En 1860, voulant récompenser « celui qui, par des expériences bien faites, jettera un jour nouveau sur la question des générations dites spontanées », l’Académie des sciences invite les deux hommes à débattre publiquement. Pasteur sortira vainqueur d’un premier débat.

Obstiné, Pouchet ne veut pas céder. Dans une infusion de foin placée dans un ballon rempli d’eau préalablement ébouillantée, il observe au microscope l’apparition au bout de quelques jours de multiples micro-organismes, « production d’un être organisé nouveau, dénué de parents, et dont tous les éléments primordiaux ont été tirés de la matière ambiante ». Pour preuve, il soumet le foin avant infusion à un chauffage de 30 minutes à 100°C et stoppe l’air entrant par un filtre à mercure.

Mais le 7 avril 1864, à la Sorbonne, Pasteur donne un cours où il montre, en le chauffant préalablement, que le mercure, que Pouchet croyait stérile, apporte dans ses infusions les germes de micro-organismes. Finalement, Pouchet, jugeant sa défaite assurée, renonce à présenter ses travaux à la commission et l’Académie conclut à l’inexistence de la génération spontanée.

Les travaux sur les germes mènent Pasteur à la recherche sur les maladies et à la découverte des microbes et des vaccins. Ses travaux sur l’asepsie transformeront définitivement le monde de la médecine hospitalière.

Retrouver l’esprit de Pasteur au XXIe siècle

Les théories ont la vie dure. Au début du XXe siècle, un biochimiste soviétique, Alexandre Oparine (1894-1980), invente une sorte de génération spontanée, mais qui intervient sur une période de temps très longue : une nouvelle théorie de l’origine de la vie, basée sur l’existence d’une chimie organique prébiotique.

Dans une « atmosphère terrestre primitive riche en méthane et ammoniaque », où des molécules chimiques se combinent grâce aux éclairs orageux secouant la troposphère terrestre, il imagine ces composés allant se dissoudre dans les océans en formant une soupe primitive, donnant naissance à des molécules comme des acides aminés... Ces « briques du vivant » s’assemblent entre elles pour former les macromolécules (protéines et acides nucléiques) constitutives des cellules vivantes.

En 1953, un étudiant américain, Stanley Miller, expérimente en laboratoire les théories d’Oparine.
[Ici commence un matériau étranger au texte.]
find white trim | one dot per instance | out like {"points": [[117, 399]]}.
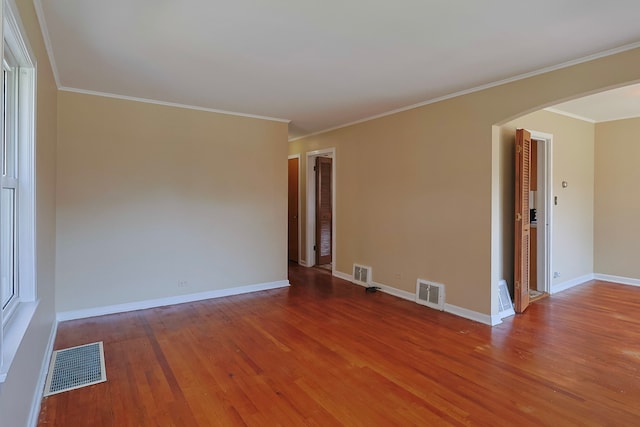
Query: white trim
{"points": [[472, 315], [411, 296], [170, 104], [343, 276], [39, 391], [14, 331], [481, 87], [617, 279], [586, 119], [547, 221], [571, 283], [160, 302], [297, 156], [47, 40], [311, 205], [567, 114]]}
Il mélange dans un ballon de l’hydrogène, du méthane, de l’ammoniac et de la vapeur d’eau et soumet son modèle de terre primitive à des décharges électriques. Il produit ainsi une petite quantité d’acides aminés. Rien de concret n’est arrivé depuis…
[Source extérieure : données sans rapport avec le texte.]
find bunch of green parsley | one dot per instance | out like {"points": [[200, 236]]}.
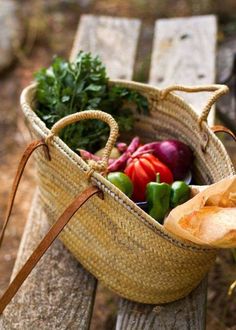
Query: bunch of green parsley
{"points": [[65, 88]]}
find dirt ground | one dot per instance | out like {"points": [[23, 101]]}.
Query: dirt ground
{"points": [[45, 27]]}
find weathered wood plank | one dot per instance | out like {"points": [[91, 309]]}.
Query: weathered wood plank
{"points": [[174, 62], [57, 294], [179, 315], [60, 293], [113, 39], [184, 53]]}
Encore aujourd’hui, les théories d’Aristote sont ainsi faites qu’elles poussent au mysticisme et à la paresse intellectuelle, en bloquant l’esprit créatif de nos meilleurs chercheurs. Pour conclure, donnons la parole à Pasteur (extrait d’un discours donné à une soirée scientifique de la Sorbonne, en 1864) :

Pensez-vous que d’un côté il y ait seulement des poètes, des romanciers, des savants à systèmes ; de l’autre, des gens prudents qui ne veulent croire qu’aux résultats de l’expérience ? Non, non ; Dieu merci, nous sommes plus avancés que cela ; la philosophie des sciences est plus avant que cela dans nos mœurs, dans nos habitudes de penser, et des deux côtés personne ne veut croire qu’à l’expérience.